Regulation involves a trp repressor which is activated by the presence of tryptophan.
Attenuation: A regulatory mechanism that allows the cell to adjust the transcription of the trp operon based on tryptophan levels.
In high tryptophan conditions, transcription is prematurely terminated after the trpL segment.
Stem-loops in the mRNA structure play a crucial role in determining whether transcription continues or stops based on tryptophan availability.
Translational Regulation
RNA regulatory proteins can bind to mRNA to inhibit translation, functioning primarily through:
Steric hindrance: Preventing the ribosome from attaching at the start codon.

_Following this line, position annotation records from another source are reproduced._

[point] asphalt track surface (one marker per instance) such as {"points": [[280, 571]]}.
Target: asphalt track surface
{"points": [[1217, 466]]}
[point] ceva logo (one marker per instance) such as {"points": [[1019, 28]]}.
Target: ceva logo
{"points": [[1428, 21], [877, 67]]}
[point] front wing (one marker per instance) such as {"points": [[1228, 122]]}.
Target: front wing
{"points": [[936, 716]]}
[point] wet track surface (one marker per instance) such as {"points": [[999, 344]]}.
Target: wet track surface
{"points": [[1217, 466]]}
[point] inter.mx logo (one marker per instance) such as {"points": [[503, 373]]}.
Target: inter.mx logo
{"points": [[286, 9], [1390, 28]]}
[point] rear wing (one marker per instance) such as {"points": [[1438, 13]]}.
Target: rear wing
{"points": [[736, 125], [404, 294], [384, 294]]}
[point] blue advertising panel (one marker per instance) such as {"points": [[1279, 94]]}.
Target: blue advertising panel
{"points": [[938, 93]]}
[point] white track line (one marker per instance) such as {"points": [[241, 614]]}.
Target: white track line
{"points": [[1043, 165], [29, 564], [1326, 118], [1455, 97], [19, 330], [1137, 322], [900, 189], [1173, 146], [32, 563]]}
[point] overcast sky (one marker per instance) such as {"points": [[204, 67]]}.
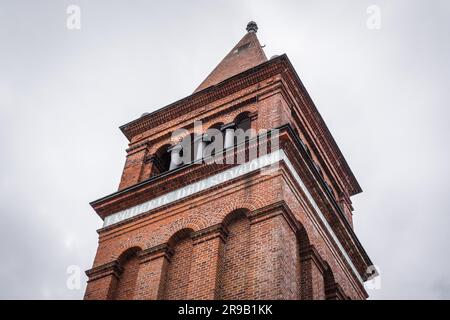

Promoting secondary structures in mRNA that prevent ribosome binding.
Antisense RNAs: Complementary RNA strands that inhibit translation of target mRNA.
Example: At high osmolarity, micF RNA inhibits the synthesis of outer membrane protein OmpF.
Posttranslational Modifications and Feedback Inhibition
Feedback Inhibition: In metabolic pathways, the end product often inhibits an enzyme involved in early steps, preventing overproduction.
Covalent Modifications: Reversible modifications (e.g., phosphorylation, methylation) can transiently alter protein function, impacting enzyme activity and cellular processes.
Riboswitches
Riboswitches are RNA elements that can change conformation in response to small molecule binding, regulating transcription, translation, or RNA stability.
Example: The thi operon in Bacillus subtilis is regulated by a riboswitch that binds thiamine, affecting gene expression in response to thiamine levels.
Functional Domains of Riboswitches:
Aptamer Domain: Binds the metabolite.
Expression Platform: Affects mRNA transcription and translation.